Letteratura

Angeles Mastretta, Il mondo illuminato, Anticipazioni sulla propria morte, 1998

Le mani sono forse ciò che abbiamo di più vivo.
Guardo le mie mani di ora mentre battono i tasti del computer, quando invece sono state incapaci di tasteggiare bene un pianoforte, di ricamare una tovaglia, di dipingere come quelle di mia sorella. Le guardo ora e mi concedo il piacere di pensare che possono restare vive per molti anni. Ogni giorno un po’ più torbide di quelle che un tempo qualcuno prese davanti a un lavandino e contemplò come si vagheggia un ricordo, hai mani da contadina italiana, ma talmente vive da andare ovunque vogliano, fino a diventare davvero molto vecchie, tremanti e coperte di macchie, con la pelle grinzosa come la buccia di una cipolla. Come saranno le mie mani quando morirò? Grate? Di quante cose dovrebbero essere grate! Vecchia come un ragno, abbandonata al sole, guardando i vulcani, cinici, eterni, mentre trionfano una volta di più su una vita umana. Così potrei morire a novantanove anni, e sarei grata alla morte. Saranno grate io e le mie vecchie mani, che avrebbero toccato quasi tutto ciò a cui qualche volta avevo anelato.
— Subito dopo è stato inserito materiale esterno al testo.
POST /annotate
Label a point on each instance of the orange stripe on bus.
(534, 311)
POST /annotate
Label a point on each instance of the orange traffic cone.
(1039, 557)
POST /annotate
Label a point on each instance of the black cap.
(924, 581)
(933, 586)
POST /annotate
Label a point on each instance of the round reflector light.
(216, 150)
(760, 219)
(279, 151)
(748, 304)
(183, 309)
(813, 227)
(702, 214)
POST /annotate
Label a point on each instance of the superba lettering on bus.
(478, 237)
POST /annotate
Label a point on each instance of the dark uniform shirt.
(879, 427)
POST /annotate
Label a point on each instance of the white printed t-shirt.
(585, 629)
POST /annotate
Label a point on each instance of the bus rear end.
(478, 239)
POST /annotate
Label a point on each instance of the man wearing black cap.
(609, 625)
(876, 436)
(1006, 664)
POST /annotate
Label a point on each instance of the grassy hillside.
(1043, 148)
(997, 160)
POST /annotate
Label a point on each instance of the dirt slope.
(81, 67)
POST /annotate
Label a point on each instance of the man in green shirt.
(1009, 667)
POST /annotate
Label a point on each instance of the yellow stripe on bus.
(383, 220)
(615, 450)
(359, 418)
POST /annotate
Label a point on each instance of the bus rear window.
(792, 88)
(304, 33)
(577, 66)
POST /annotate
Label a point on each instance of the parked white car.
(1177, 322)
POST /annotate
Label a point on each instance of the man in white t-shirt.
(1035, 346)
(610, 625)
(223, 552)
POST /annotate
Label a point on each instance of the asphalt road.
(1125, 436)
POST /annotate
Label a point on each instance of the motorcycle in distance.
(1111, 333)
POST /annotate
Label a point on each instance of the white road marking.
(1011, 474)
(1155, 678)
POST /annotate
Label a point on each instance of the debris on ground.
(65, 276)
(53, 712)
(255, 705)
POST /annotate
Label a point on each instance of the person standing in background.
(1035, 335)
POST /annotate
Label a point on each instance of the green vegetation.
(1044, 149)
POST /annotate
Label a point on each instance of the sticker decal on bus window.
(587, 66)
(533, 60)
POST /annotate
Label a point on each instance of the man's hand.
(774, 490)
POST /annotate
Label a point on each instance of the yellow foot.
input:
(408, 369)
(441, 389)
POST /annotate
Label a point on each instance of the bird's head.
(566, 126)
Ma potrei anche morire domani, benché quest’uomo con cui condivido i sogni si precipiti a toccare ferro e risvegli di colpo tutte le mie vanità. Allora mi perderei le albe interrotte che mi riserverebbe quest’anno, la crociera in barca a vela che non ho ancora fatto, il matrimonio di mia figlia, la nuora che mi darebbe mio figlio, il soggiorno a Boston e i fiori di mango che profumano il giardino di Antonio Hass a Sinaloa. Mi perderei lo studio vicino al fiume, l’inutile acquisto di una casa fatiscente nella cuatro poniente, la sostituzione del pavimento di legno che si è sollevato in sala da pranzo, il film che faranno ispirandosi a un libro che dicono abbia scritto dieci anni fa, qualcuno che potrebbe diventare presidente della Repubblica, pur sostenendo che non gli interessa diventarlo, le jacarande in fiore che potrei vedere ogni settimana santa fra i miei quarantacinque e i miei cent’anni, la torta di compleanno che mi preparerebbe la mia bisnipote Catalina al compimento del mio centunesimo anno. Mi perderei anche un’infinità di travagli interiori e un numero persino maggiore di devastazioni esteriori, ma se devo scegliere alla cieca fra il nulla e quel che seguirà, preferisco senza dubbio qualunque cosa al mondo venga in mente di mettermi davanti.
È facile fantasticare sulla propria morte, quando non è altro che questo: una minaccia che sentiamo remota e possiamo collocare lontanissimo, fra due montagne e i centovent’anni , sopra il mare e i novantaquattro anni, e solo ogni tanto, azzardando molto, a un giorno o a dieci di distanza delebile. Con la morte degli altri non giochiamo, perché essa è un’esperienza orribile che già conosciamo, mentre la nostra è soltanto un sogno, un incubo, un rimedio estremo da tutti tanto temuto.
Se si deve fantasticare sulla morte, meglio scegliere la propria e immaginarla remota, come ognuno la immagina per poter continuare a vivere. Ed è per questo che siamo in balia di ogni alba e di ogni notte, che giungono come un privilegio quotidiano a toccarci la fronte per darci il permesso di continuare la sacrosanta lotta, come se farlo fosse merito nostro e non dell’arbitraria generosità del cosmo che ci ospita.